The Committee recommended that comprehensive educational programmes for health care professionals include:
- accurate and understandable drug information and information on all aspects of medical care in which they are involved;- information about patterns of disease in the community, especially prevailing sensitivity patterns, to aid in the selection of antimicrobial drugs;
- diagnostic and therapeutic guidelines for conditions recognized as important.
Governments, universities and professional associations have a major responsibility to collaborate on improving undergraduate, postgraduate and continuing education in clinical pharmacology, therapeutics and drug information issues.
Appropriate drug information that is well presented is cost-effective in that it ensures that drugs are used properly and decreases inappropriate drug use; drug information activities should be financed from the national budget for the provision of drugs.
Drug information sheets
The following is an example of a format for supplying information to prescribers to facilitate the safe and effective use of drugs.
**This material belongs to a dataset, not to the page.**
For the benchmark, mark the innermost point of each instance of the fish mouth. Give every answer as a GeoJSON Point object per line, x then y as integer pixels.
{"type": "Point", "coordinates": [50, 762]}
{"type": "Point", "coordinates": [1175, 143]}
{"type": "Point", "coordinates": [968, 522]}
The content should be adjusted to the needs, knowledge and responsibilities of the prescriber.
1. INN of each active substance.2. Pharmacological data: a brief description of pharmacological properties and mechanism of action.
3. Clinical information:
(a) Indications: whenever appropriate, simple diagnostic criteria should be provided.(b) Dosage regimen and relevant pharmacokinetic data:
- average and range for adults and children;
- dosing interval;
- average duration of treatment;
- special situations, e.g. renal, hepatic, cardiac or nutritional insufficiencies that require either an increased or a reduced dosage.
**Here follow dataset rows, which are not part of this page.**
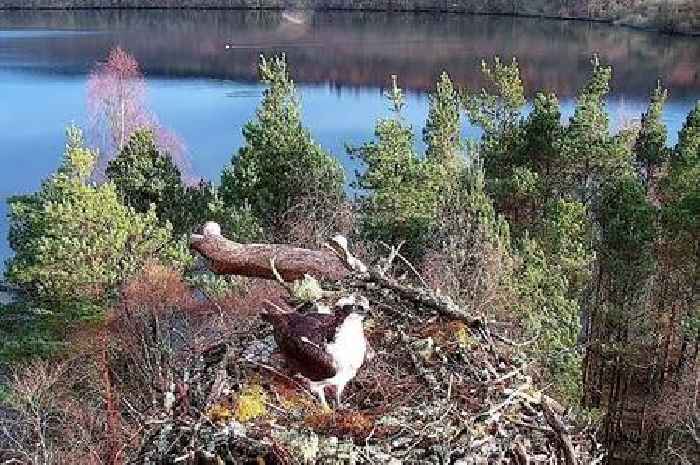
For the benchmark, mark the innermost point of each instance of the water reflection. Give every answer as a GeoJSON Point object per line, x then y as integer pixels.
{"type": "Point", "coordinates": [206, 92]}
{"type": "Point", "coordinates": [353, 49]}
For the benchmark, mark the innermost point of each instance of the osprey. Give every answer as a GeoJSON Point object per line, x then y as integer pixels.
{"type": "Point", "coordinates": [326, 349]}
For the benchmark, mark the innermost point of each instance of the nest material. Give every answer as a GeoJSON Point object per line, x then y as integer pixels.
{"type": "Point", "coordinates": [439, 390]}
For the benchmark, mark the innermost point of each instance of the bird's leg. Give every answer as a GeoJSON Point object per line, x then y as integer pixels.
{"type": "Point", "coordinates": [320, 391]}
{"type": "Point", "coordinates": [338, 394]}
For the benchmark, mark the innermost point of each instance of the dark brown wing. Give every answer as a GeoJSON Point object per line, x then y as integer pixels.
{"type": "Point", "coordinates": [302, 339]}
(c) Contraindications.(d) Precautions and warnings (reference to pregnancy, lactation, etc.).
(e) Adverse effects (quantify by category, if possible).
(f) Drug interactions (include only if clinically relevant; drugs used for self-medication should be included).
(g) Overdosage:
- brief clinical description of symptoms;
- non-drug treatment and supportive therapy;
- specific antidotes.
4. Pharmaceutical information:
(a) Dosage forms.
(b) Strength of dosage form.
(c) Excipients.
(d) Storage conditions and shelf-life (expiry date).
(e) Pack sizes.
(f) Description of the product and package.
(g) Legal category (narcotic or other controlled drug, prescription or non-prescription).
(h) Name and address of manufacturer(s) and importer(s).
The Committee also recognized the need to develop appropriate drug information sheets for consumers.